RA’s Daily Russian News Blast – September 15, 2010
TODAY: Surprise checks on human rights groups prior to regional elections; Microsoft to hand out free software to NGOs; United Russia meeting offers wholesale support to Luzhkov. Russian Defense Sec in Washington as START ratification pressure mounts; Kremlin seeking to cement foothold in Kyrgyzstan with arms-for-bases deal; Belarus election date set – what part will chilly relations with Russia play?
A handful of prominent human rights groups have complained of impromptu detailed checks of their paperwork by the authorities in advance of the October elections. Authorities claim this is to check how recent legislation on NGOs has affected their workings; activists disagree. It should be harder now for authorities to use piracy as a pretext for searches: Microsoft will be handing out their programs free to NGOs after allegations of collusion again dissenters; labelled a ‘shocking failure of corporate responsibility’ in this NY Times editorial.

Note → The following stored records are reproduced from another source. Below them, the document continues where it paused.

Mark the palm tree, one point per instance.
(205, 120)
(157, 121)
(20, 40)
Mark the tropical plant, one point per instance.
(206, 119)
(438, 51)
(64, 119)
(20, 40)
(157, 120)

Russia’s opposition parties are apparently creating a coalition for the 2011 parliamentary elections and want to nominate a single candidate for the 2012 presidential elections from among its leading figures. The defamation case brought against human rights activist Oleg Orlov by Chechen President Ramzan Kadyrov over responsibility for the murder of Natalya Estemirova has begun hearings in Moscow. A new watchdog group, For Transparency of Justice, established by a respected human rights activist and two lawyers, plans to put a spotlight on the way Russia’s courts operate.